Indications are that the state generators, Genesis Energy, Meridian Energy, and MightyRiverPower, will find a way to publish enough detail of electricity hedge contracts totalling 3,300 Gigawatt hours, which they were required to sign as part of electricity reforms to force greater nationwide retail electricity competition.

The move comes as the EA acknowledges that key market players have fallen well short of the benchmark 3,000GWh of “open interest” contracts on the new ASX-administered electricity futures market by last July.

Instead, open interest contracts have grown to just 800GWh in October.

However, EA chief executive Carl Hansen told a media briefing the EA was pleased with progress, especially as four major generators were working to new market-making norms, which will narrow to a maximum spread of five points the buy and sell prices offered in the contracts.

Previously, spreads of up to 10 points were permitted and the gap was judged a reason why more trading activity was not occurring on the newly fledged market, which the EA is promoting to make future prices of wholesale electricity more publicly visible than they have ever been in the past.

In times of extreme price volatility, the five point spread rule can be relaxed, but the authority was confident competing spread offers would be less than 5 percent, to the benefit of major electricity buyers.
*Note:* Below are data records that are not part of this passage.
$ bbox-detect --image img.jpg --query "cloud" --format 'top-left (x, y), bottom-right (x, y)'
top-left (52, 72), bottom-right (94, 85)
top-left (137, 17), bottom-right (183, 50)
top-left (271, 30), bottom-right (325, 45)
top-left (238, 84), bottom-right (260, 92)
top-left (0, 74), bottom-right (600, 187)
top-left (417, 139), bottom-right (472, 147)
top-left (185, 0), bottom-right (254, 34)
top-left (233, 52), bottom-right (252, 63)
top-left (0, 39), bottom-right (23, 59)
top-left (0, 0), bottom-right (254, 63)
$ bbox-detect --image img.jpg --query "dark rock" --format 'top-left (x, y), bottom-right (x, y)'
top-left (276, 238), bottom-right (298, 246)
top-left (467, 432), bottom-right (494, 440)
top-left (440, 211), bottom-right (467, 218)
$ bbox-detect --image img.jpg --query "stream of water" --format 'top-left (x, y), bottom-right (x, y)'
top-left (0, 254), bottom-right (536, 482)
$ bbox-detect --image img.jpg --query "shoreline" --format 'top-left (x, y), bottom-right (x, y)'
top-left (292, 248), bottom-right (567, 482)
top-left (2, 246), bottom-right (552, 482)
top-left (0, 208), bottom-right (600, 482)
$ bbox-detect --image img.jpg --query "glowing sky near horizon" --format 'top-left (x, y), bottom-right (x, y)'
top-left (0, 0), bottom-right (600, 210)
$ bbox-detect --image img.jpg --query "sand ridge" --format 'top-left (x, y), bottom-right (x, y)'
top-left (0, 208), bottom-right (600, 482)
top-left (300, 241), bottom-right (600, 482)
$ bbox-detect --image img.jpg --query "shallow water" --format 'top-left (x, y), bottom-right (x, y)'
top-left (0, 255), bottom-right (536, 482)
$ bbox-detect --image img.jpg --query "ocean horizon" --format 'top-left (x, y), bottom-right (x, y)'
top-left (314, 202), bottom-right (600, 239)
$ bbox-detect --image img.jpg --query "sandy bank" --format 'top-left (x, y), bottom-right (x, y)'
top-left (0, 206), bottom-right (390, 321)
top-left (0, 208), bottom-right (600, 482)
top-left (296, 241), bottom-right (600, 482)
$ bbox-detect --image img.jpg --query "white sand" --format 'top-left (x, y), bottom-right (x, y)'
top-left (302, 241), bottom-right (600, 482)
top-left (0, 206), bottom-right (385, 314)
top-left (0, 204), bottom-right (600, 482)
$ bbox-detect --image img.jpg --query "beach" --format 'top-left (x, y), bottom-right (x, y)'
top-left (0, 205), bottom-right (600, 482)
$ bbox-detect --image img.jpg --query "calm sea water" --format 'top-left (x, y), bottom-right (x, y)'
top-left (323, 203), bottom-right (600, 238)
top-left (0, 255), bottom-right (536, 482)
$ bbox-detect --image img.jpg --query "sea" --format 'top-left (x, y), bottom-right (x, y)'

However, the market needed more transparency, which could be achieved by publishing the electricity pricing elements of the so-called VAS contracts, instituted in recent electricity reforms which also saw a physical swap of assets between Meridian and Genesis.

The virtual asset swaps involves Meridian selling electricity by way of financial hedges, up to 450 GWh annually to Genesis and 700 GWh annually to MRP in the South Island, and buying the same volumes of electricity from Genesis and MRP in the North Island.

“What we’re saying is that from the EA’s perspective, the 3,000GWh target has been largely achieved, but we don’t have the transparency we need … for confidence,” said Hansen.

The EA has also reset target dates for 3,000GWh of open interest contracts to 1,000GWh by Dec. 1, 2,000GWh by March 1 next year, and 3,000GWh by June 1.

Its alternative for missing the original target would have been direct regulation, which electricity generators have been keen to avoid, hence their willingness to agree to measures intended to try and kick liquidity into the electricity futures market, which critics have long feared will struggle for critical mass.

However, the EA says it has received strong indications that “financial intermediaries”, most likely including the ANZ and Westpac banks, are becoming more confident about entering the futures market, partly because of moves such as this and others also announced today.

Hansen revealed the EA has finished a long-stalled project to introduce a new “despatchable demand” regime, including a demand side bidding and forecasting system, which will also give major users more ability to manage their electricity costs, and to contribute load into the system to reduce wholesale prices during price spikes.